From our 21st century perspective, it has to be admitted that this is all a bit fanciful, isn’t it?  For one thing, we no longer believe (as Luke would have) that heaven is ‘up there’, and hell is ‘down there’.  That triple decker view of the universe, common at the time of Jesus, with earth as sandwich filling between heaven and hell – that view has been roundly discarded, along with the idea of a flat earth having four corners.

In fact, 21st century science offers us what I consider a far more intriguing idea – namely the concept of the multiverse.  According to the discoveries of physics, it is theoretically possible for there to be multiple dimensions, and multiple universes existing side by side. They are invisible to us, because we were born into this universe. But the behaviour of certain sub-atomic particles, which appear to wink in and out of our existence, suggest that there may be a way to travel from one universe to another. 

Perhaps heaven (and indeed hell) is such a place.  Perhaps heaven is a realm that co-exists with our reality – separated by physical laws we are only beginning to understand.  Perhaps this is what Jesus meant when he said ‘the Kingdom of Heaven is among you’.  Perhaps there are even moments when we are capable, through faith, of peeking through the veil between this world and heaven.  There are places on earth which humans have, for centuries, described as ‘thin places’ – places where the peace and the beauty of heaven feel close enough to touch.  And perhaps there are moments when heaven touches earth, through the sub-atomic barrier – such as when Jesus met Moses and Elijah on the Mount of Transfiguration, or perhaps when angels appear, dressed in white, to let us know what has happened?  Or perhaps when, after diligent and constant prayer or worship, we ourselves sense the presence of God?

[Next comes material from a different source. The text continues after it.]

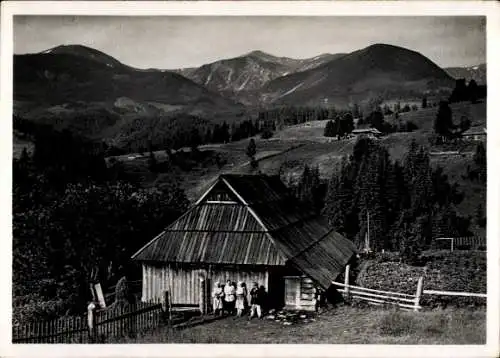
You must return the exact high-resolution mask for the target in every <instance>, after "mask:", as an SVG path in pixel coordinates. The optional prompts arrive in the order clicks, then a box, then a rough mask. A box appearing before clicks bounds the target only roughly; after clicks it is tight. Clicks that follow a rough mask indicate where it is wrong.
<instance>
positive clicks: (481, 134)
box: [462, 127, 486, 136]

All this is conjecture, of course.  I’ve used the word ‘perhaps’ rather a lot!  But I wanted to explore how it is possible to read Scripture’s variable and in some cases competing accounts of a key event in Jesus life, and still find a way to live with the mystery of what the writers of Scripture have left us. The underlying truth that differing accounts of this moment all point toward is this:  Jesus is no longer confined to a human body, with all its limitations of time and space.  His message, his love, his presence (if you will) are available to all people – not just those who manage to track him down to one physical place.  This is a narrative of expansion.  Jesus’s message, Jesus’s love, carried by his disciples, carried by you and me, can be likened to a firework, fired into the sky, to burst out in a blaze of glory and to shower the entire world.  As Jesus said in Matthew’s account – “Behold, I am with you always, until the end of the age!”

And to that, we can certainly shout with joy, ‘Alleluia!  Christ is risen!  He is risen indeed, Alleluia!”